We also made some mistakes. We didn’t know about IRIS [immune reconstitution inflammatory syndrome] when we started giving HAART. This is the syndrome where you give HAART to somebody and they have this huge inflammatory reaction. Their immune system is waking up, and all these bacteria and viruses are sitting around in their system, minding their own business, and you turn on the immune system and the patients get very sick. We couldn’t figure out why. We’d stop the drugs and then start them again. But because we didn’t recognize this syndrome for months or a year even, many people died because we didn’t know how to manage it. I feel so bad about that. We had the drugs, but we didn’t know about the syndrome, didn’t know how to handle things.

Does it now seem surprising that people didn’t think about combining drugs sooner?

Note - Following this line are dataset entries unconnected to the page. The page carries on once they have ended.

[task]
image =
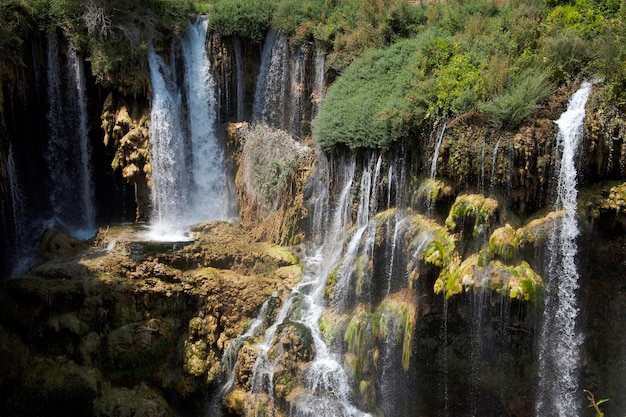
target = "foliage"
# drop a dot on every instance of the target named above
(245, 18)
(472, 207)
(395, 319)
(359, 106)
(519, 100)
(593, 403)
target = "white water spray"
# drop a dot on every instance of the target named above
(210, 183)
(69, 150)
(270, 98)
(190, 184)
(558, 392)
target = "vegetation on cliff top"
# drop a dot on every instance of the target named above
(416, 62)
(497, 59)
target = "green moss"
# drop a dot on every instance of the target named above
(439, 250)
(503, 243)
(331, 281)
(363, 273)
(473, 208)
(395, 318)
(357, 336)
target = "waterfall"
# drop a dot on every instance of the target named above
(433, 165)
(558, 389)
(190, 183)
(297, 92)
(270, 97)
(69, 151)
(319, 80)
(22, 241)
(210, 183)
(239, 88)
(325, 384)
(169, 164)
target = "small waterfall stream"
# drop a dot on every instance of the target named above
(559, 362)
(325, 385)
(239, 88)
(69, 150)
(271, 95)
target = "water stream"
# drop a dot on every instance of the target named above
(68, 156)
(558, 392)
(190, 181)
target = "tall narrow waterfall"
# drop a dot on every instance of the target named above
(190, 182)
(210, 183)
(558, 392)
(325, 386)
(69, 150)
(169, 163)
(270, 97)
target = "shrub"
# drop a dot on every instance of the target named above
(519, 100)
(269, 160)
(568, 54)
(365, 107)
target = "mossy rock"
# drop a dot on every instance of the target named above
(538, 231)
(395, 319)
(518, 281)
(57, 387)
(478, 210)
(137, 402)
(502, 245)
(139, 345)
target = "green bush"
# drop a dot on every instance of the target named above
(361, 107)
(519, 100)
(245, 18)
(269, 160)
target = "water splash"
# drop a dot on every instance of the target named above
(239, 88)
(210, 183)
(271, 95)
(190, 182)
(558, 389)
(169, 163)
(325, 386)
(433, 164)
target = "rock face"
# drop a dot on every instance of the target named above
(117, 327)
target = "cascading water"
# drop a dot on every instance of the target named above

We would have but we didn’t have them. As soon as we got a second drug, we added it. At first, we only had AZT. We knew it wasn’t ideal to give just one drug because of the risk that resistance would develop. We’re infectious disease people — combination therapy is our whole game. We’d seen the need for it with tuberculosis. But it just wasn’t an option with HIV at the time.

Is AZT still used?

AZT was a backbone drug for HAART when we first started giving this treatment. But it’s now been pushed out by other drugs that do the same thing but are more potent, less likely to provoke resistance, less toxic, and can be given once a day. 

There’s a lot of choices for HAART now — a handful of different once-a-day treatments with various meds rolled into a single pill. It’s sort of unreal to witness how quickly things improved once we had enough different medications to juggle and combine. Many people now who tolerate the drugs can expect a normal lifespan.